The Help to Buy Scheme1 has increased home ownership and housing supply. However, many of those using the scheme would have been able to buy a home anyway, according to today’s report by the National Audit Office (NAO).
The scheme was introduced by, what is now, the Ministry of Housing, Communities & Local Government (the Department) in April 2013 to increase both home ownership and boost housing supply, by helping people to get mortgages and thereby, create more new-build homes.
However, as the scheme is demand led, and all eligible applicants are given equity loans, the Department did not set itself targets for either of these measures. The scheme is the Department’s largest housing initiative by value.
Homes England delivers the scheme. By December 2018, it had made around 211,000 loans amounting to £11.7 billion. Between the start of the scheme in April 2013 and September 2018, 38% of all new-build property sales have been supported by loans through the scheme, which is around 4% of all housing purchases during this time.
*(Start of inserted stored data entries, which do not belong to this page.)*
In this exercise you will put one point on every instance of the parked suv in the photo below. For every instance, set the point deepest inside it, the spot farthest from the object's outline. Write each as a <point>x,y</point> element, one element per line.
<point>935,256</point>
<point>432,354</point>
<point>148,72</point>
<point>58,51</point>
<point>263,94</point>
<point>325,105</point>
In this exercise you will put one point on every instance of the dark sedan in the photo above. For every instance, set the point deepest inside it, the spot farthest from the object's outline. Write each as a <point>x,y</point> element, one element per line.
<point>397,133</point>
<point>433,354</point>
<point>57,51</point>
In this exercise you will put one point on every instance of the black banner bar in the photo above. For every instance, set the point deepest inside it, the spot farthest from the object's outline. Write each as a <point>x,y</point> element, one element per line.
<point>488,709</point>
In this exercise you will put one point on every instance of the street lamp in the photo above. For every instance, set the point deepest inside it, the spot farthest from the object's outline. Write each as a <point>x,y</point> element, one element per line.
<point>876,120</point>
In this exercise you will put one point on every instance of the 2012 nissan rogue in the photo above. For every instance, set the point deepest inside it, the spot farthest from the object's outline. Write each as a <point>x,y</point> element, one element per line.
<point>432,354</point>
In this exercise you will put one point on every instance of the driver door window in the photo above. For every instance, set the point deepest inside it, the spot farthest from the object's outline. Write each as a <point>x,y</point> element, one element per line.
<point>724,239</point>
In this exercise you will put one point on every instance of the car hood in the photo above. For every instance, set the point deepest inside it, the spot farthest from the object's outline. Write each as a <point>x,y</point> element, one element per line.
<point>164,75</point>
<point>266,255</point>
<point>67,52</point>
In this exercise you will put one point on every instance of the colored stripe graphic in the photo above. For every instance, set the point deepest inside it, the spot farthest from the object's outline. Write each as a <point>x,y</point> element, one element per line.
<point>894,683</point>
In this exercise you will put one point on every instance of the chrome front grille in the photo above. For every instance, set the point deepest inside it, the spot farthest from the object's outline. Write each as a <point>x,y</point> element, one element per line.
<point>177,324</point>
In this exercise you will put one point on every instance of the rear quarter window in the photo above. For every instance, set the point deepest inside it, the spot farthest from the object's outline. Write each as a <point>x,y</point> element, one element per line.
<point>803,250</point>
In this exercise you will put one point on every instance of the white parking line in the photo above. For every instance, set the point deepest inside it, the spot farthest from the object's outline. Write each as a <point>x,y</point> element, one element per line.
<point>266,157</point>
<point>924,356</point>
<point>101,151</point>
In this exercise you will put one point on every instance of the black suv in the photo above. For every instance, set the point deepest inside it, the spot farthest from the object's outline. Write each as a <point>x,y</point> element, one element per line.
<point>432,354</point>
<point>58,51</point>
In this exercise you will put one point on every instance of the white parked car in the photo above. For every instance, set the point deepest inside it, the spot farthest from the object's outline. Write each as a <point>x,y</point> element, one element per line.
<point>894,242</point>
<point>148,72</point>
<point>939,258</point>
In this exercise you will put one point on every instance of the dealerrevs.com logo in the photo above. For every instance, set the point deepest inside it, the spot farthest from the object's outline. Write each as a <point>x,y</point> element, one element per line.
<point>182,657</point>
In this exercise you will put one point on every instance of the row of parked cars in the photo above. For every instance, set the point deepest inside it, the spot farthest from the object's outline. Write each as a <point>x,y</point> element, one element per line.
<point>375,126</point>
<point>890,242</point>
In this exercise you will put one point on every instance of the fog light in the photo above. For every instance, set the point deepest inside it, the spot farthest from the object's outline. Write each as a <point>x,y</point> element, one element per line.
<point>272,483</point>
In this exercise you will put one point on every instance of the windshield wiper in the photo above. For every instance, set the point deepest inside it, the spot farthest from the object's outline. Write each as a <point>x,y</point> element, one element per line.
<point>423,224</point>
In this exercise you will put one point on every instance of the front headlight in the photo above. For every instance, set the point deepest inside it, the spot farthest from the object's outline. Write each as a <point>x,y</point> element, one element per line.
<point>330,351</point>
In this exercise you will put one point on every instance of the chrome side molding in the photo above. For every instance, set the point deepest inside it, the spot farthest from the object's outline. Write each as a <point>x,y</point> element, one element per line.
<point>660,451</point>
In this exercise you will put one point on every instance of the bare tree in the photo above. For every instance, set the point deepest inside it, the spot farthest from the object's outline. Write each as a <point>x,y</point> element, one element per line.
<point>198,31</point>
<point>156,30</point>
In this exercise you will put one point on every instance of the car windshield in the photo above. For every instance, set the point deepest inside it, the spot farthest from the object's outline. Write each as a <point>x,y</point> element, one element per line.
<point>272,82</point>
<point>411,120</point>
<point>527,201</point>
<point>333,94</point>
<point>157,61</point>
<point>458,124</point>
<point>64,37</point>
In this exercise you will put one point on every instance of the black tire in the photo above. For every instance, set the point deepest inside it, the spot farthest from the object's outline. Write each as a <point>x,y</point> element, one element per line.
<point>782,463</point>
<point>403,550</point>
According to the Department’s own independent research, 37% of households would not have been able to buy any property without the scheme. The NAO estimates this has resulted in around 78,000 additional sales of new-build homes as of December 2018. Around 81% of all buyers supported by the scheme have been first-time buyers.
The Department’s independent research also found that around three-fifths of buyers could have bought a property without the support of Help to Buy, but not necessarily a property they wanted. Almost a third of all buyers (65,000 households) could have purchased a property they wanted without the scheme.
Around 4% of the 211,000 buyers who had used the scheme by December 2018 had household incomes over £100,000. In the Department’s opinion these transactions are an acceptable consequence of designing the scheme to be widely available.
Take-up has been low in less affordable areas where the ratio of house prices to average earnings is higher. To address the initial low London take-up, the government increased the maximum loan in the region to 40% of the property value. This improved London take-up from 12%, between the start of the scheme and December 2015, to 26% of new-build sales, between January 2016 and September 2018, but it is still lower than the rest of England (46% of new-build sales over the same period).
The NAO’s analysis has found that buyers who have used the scheme have paid less than 1% more than they might have paid for a similar new-build property bought without the support of the scheme. The NAO’s estimate of the premium is significantly less than other estimates, which range between 5% and 20%, as these do not compare similar properties and so do not accurately assess any premium paid by those using the scheme. However, new-build properties typically cost around 15-20% more than an equivalent ‘second-hand’ property (termed the new-build premium) and some buyers who want to sell their property soon after they purchase it might find they are in negative equity.
The scheme has supported five of the largest developers in England to increase the overall number of properties they sell year on year, thereby contributing to increases in their annual profits, which have all increased since the scheme’s start. These five developers sold between 36% and 48% of their properties with the support of the scheme in 2018.
By 2023, the net amount loaned through the scheme is forecast to peak at around £25 billion in cash terms. The Department expects to recover its investment by 2031-32 and make a positive return overall and redemptions are running ahead of expectations. However, the NAO report highlights that the Department’s investment is exposed to significant market risk as it is sensitive to house-price changes and the timing of buyers repaying loans. There is also an opportunity cost in tying up this money in the scheme for a considerable period, rendering it unavailable for other housing schemes or departmental priorities.
There is less need for the scheme now that higher loan-to-value mortgages are more available, and the Department plans to end the scheme in 2023. Nevertheless, there is concern across the housing sector that the end of the scheme will result in a drop in new developments and sales. In the meantime, there will be a new scheme from April 2021 restricted to first-time buyers with lower regional limits on the maximum purchase price.
The NAO recommends that since the Department has not undertaken a detailed assessment of the impact of the scheme on the wider housing market, it should expand the scope of its next evaluation to examine such wider effects, including a potential influence on the new-build premium, and identify lessons learned for any future interventions.